HELKIAH CROOKE (1576-1635). Mikrokosmographia [Greek title transliterated]: A description of the body of man. London: Printed by William Jaggard, 1615.
Crooke received his medical degree from Cambridge and was prone to be a quarrelsome individual of sometimes dubious character, especially when financial matters were involved. He had several clashes with London’s College of Physicians over questions of ethical conduct.
The thirteen books of descriptive text were taken almost entirely from Bauhin’s Theatrum anatomicum. Crooke made no secret of the fact that he took his text and illustrations from Bauhin and other material from Du Laurens. In his opening “Preface to the Chyrurgeons” he states: “My present worke is for the most part out of Bauhine for the History, Figures, and the seuerall Authors quoted in his Margents. The Controuersies are most what out of Laurentius. . . .”

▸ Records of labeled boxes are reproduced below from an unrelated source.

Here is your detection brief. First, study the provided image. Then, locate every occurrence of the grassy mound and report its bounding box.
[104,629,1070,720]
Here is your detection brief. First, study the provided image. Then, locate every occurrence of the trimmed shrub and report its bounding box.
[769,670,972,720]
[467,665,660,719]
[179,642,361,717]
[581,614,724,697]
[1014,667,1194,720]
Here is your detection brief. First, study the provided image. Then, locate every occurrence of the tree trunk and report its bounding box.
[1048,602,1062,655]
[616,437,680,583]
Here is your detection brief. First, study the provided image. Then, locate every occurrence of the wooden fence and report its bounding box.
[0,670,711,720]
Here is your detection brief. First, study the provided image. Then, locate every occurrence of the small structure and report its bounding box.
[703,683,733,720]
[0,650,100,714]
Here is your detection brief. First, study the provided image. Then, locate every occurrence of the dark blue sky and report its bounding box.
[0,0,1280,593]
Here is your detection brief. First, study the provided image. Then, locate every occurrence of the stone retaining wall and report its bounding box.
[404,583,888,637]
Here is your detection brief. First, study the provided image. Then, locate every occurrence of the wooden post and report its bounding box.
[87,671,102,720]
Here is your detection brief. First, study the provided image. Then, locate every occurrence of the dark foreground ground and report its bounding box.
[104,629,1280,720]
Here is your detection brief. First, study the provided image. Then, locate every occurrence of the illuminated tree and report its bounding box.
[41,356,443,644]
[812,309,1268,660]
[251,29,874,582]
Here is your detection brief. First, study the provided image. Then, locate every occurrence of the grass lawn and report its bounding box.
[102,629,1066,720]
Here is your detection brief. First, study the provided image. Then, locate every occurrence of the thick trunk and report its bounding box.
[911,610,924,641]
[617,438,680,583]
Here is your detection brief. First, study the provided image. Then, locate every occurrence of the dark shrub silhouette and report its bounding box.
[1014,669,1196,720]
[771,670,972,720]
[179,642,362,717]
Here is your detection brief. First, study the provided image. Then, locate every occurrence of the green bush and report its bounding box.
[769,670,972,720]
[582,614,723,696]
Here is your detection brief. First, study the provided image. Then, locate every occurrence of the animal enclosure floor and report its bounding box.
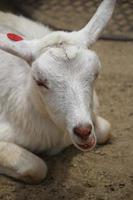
[0,41,133,200]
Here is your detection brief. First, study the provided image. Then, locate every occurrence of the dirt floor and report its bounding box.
[0,41,133,200]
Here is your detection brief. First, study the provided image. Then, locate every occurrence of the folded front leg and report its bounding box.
[0,142,47,183]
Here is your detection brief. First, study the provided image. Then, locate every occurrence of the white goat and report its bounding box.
[0,0,116,183]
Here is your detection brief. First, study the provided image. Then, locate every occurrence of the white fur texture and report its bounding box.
[0,0,115,182]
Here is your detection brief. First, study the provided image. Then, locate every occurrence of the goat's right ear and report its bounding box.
[0,33,37,63]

The College of Physicians were disturbed because the book was to be in English and they felt the illustrations dealing with generation, conception, and reproduction were indecent, though many were taken from Vesalius. The College was unsuccessful in its attempts to have the book suppressed or altered before publication. The male and pregnant female on the title page may be an expression of Crooke’s defiance of their actions.
The book was the largest and most comprehensive English anatomy of its day, and was one of the last English anatomies based on continental sources before the emergence of a truly English anatomical school.